NAIROBI • Kenyan media was awash with coverage of United States President Barack Obama's first visit to his father's homeland, with the President pictured waving on one front page with the headline "Kenya Here I Am".
Hours after he landed in Nairobi, on the first leg of a two-country Africa tour, large chunks of all the major newspapers and long stretches of television programming were devoted to coverage of Mr Obama's visit yesterday.
He is the first sitting American president to visit Kenya.
In the dark, crowds had gathered along the road from the airport to the city centre to cheer as the US presidential motorcade passed by on Friday. His Kenyan half-sister, Ms Auma Obama, accompanied him in his armoured limousine, nicknamed "The Beast".
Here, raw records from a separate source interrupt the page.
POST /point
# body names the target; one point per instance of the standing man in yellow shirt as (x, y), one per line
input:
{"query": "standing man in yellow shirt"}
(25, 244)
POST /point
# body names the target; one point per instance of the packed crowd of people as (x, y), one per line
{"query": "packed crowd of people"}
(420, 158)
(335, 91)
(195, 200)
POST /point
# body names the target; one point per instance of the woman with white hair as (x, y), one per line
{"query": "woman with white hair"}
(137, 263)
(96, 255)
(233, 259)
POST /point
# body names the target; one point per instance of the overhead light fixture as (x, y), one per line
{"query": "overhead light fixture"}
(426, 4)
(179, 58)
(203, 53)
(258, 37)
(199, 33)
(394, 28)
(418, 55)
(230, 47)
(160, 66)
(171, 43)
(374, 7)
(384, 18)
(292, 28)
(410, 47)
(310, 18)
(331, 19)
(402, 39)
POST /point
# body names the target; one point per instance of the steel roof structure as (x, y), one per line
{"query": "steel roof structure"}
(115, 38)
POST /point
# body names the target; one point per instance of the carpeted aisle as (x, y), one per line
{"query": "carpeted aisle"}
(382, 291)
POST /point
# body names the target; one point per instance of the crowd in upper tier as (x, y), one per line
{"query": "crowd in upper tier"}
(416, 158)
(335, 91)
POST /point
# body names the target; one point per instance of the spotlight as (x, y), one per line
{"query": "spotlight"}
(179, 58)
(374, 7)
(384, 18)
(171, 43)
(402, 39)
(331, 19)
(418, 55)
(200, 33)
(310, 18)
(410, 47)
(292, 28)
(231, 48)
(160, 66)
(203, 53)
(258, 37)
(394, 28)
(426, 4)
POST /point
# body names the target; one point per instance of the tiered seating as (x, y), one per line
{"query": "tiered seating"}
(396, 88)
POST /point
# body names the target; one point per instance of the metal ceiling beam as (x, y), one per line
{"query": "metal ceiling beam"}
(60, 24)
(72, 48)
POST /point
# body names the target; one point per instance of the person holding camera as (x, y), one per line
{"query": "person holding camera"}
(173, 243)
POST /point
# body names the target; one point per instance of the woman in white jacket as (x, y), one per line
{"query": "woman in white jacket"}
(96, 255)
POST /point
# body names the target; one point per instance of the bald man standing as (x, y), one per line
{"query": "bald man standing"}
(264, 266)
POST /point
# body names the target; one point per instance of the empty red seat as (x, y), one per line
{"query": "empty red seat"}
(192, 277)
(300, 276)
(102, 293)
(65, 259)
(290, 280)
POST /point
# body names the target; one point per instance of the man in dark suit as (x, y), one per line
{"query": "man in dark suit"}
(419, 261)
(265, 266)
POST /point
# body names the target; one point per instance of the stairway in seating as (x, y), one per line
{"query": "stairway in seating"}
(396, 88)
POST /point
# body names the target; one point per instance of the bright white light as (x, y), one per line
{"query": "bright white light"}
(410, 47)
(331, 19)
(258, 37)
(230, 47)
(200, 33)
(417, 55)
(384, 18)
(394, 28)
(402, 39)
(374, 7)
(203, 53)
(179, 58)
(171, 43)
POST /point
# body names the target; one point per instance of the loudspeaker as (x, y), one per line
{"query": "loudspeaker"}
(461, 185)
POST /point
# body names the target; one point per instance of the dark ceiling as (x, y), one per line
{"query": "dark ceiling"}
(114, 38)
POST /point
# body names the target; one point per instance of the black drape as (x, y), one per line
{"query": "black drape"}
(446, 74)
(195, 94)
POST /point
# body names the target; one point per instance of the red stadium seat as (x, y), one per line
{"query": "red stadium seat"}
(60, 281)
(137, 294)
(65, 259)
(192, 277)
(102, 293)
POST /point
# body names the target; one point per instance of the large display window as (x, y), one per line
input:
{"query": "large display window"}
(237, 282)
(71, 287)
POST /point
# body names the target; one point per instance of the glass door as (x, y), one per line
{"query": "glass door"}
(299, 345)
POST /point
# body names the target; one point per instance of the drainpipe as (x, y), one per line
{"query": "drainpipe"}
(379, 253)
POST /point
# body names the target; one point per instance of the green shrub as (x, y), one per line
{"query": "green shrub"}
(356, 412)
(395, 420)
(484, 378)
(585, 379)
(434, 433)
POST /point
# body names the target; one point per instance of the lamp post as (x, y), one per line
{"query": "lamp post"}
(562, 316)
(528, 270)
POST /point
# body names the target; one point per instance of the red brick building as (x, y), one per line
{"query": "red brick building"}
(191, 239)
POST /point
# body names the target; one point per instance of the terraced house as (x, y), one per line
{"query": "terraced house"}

The US leader was later joined for dinner by about three dozen relatives at his hotel which, according to the White House, was not on the official schedule.
Giving his first public address yesterday morning at the opening of the Global Entrepreneurship Summit in Nairobi, Mr Obama called on African leaders to embrace women and youth entrepreneurs as well as anti-corruption initiatives.
He also asked American investors to reward those efforts, as he announced more than US$1 billion (S$1.4 billion) in new private and US government commitments for start-ups.
"I wanted to be here because Africa is on the move," Mr Obama told the conference, where he was greeted by applause when he began with the word "jambo", which is Swahili for "hello".
"This continent needs to be a future hub of global growth, not just African growth," he said.
Kenya is the largest economy in East Africa and a technology hub. However, it has been hit by a spate of attacks by Somali Islamist group Al-Shabaab.
Two years ago the Islamists' assault on the Westgate shopping mall in the heart of the capital left 67 dead, while in April they massacred 147 people in a northern Kenyan university. The mall reopened last week.
At a press conference before Mr Obama and his counterpart, Kenyan President Uhuru Kenyatta, held closed-door talks, the US leader said the two countries must work together more closely to combat the Al-Shabaab. This included increased intelligence sharing.
Although security was expected to top the agenda in the talks, Mr Obama is also keen to increase business ties with Africa, as China overtook the US as the continent's biggest trade partner in 2009.
"Africa is open for business," Mr Kenyatta said in his opening address, in which he welcomed the US President.
"It is the time for a new generation of Africans to promote inclusive prosperity."
Today, Mr Obama will meet members of Kenya's civil society, who have complained of growing restrictions in the country.
He last visited Kenya in 2006, when he was a junior US senator from Illinois.